Moderne Amerikaanse orgelcultuur: een impressie
door Jan-Piet Knijff en Ronald Stolk | Het ORGEL | Jaargang 97 | (2001) | Nummer 4
Jan-Piet Knijff en Ronald Stolk | Moderne Amerikaanse orgelcultuur: een impressie Het ORGEL 97 (2001), nr. 4, juli/augustus 40-47 [samenvatting] |
Drie orgels in Washington D.C. en New York City geven een beeld van de diversiteit van de Amerikaanse orgelcultuur.
Het eerste is het Schoenstein-orgel in de St.-Paul’s Church in Washington, gebouwd in 1996. De firma is naar eigen zeggen ‘dedicated to expanding the tonal color and dynamic range of the pipe organ’ [‘gericht op het uitbreiden van de klankkleur en de dynamiek van het pijporgel’]. Directeur Bethards wil op basis van kennis van oude orgels een eigentijds instrument bouwen. Opmerkelijk is de aanleg van de zwelkasten: in beide zwelkasten bevindt zich nogmaals een zwelkast. Het orgel is opgesteld in verschillende delen van de kerk. Sommige registers zijn gekopieerd naar voorbeelden van Willis en Skinner, en onder de laagste registers van het Pedaal bevinden zich enkele elektronische registers.
Het tweede orgel staat in de Grace Episcopal Church in Washington. Het is in 1981 gebouwd door A. David Moore, bekend van zijn boek over Flentrop in Amerika. Ook hier verschillende invloeden: Duitse prestanten naast Franse tongwerken.

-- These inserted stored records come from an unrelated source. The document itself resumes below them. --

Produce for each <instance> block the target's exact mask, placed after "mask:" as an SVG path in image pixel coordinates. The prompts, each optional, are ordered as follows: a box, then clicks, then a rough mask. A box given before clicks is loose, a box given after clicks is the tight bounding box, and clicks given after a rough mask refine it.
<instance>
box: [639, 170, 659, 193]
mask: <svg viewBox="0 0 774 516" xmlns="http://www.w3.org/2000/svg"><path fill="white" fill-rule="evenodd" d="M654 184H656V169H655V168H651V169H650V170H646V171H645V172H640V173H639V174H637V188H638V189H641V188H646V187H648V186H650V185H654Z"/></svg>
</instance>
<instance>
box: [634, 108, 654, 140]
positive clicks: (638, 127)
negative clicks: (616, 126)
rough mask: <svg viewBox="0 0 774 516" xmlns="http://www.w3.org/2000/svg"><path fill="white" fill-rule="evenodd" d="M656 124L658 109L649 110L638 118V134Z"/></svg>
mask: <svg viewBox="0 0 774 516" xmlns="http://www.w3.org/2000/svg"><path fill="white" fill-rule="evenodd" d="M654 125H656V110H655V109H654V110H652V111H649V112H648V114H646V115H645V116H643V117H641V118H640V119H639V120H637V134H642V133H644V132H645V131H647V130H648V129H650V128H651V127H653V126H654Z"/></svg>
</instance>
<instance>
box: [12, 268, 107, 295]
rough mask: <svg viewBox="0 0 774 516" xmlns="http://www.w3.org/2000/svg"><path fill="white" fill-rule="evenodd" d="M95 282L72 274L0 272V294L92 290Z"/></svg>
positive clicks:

Het derde orgel is het Fisk-orgel in de ‘Kerk om de Hoek’ van Fifth Avenue in New York. Het instrument is gebouwd in 1988 en heeft 32 registers. Opnieuw een mengelmoes: Voix Céleste en Dulcian in Schnitger-mensuur sluiten elkaar volgens Fisk niet uit. De drie manualen heten ‘Great’, ‘Swell’ en ‘Brustwerk’.
Met enig zoeken is evenwel op elk van de drie orgels overtuigend te musiceren. Streven naar ‘authentieke’ interpretaties is evenwel weinig zinvol.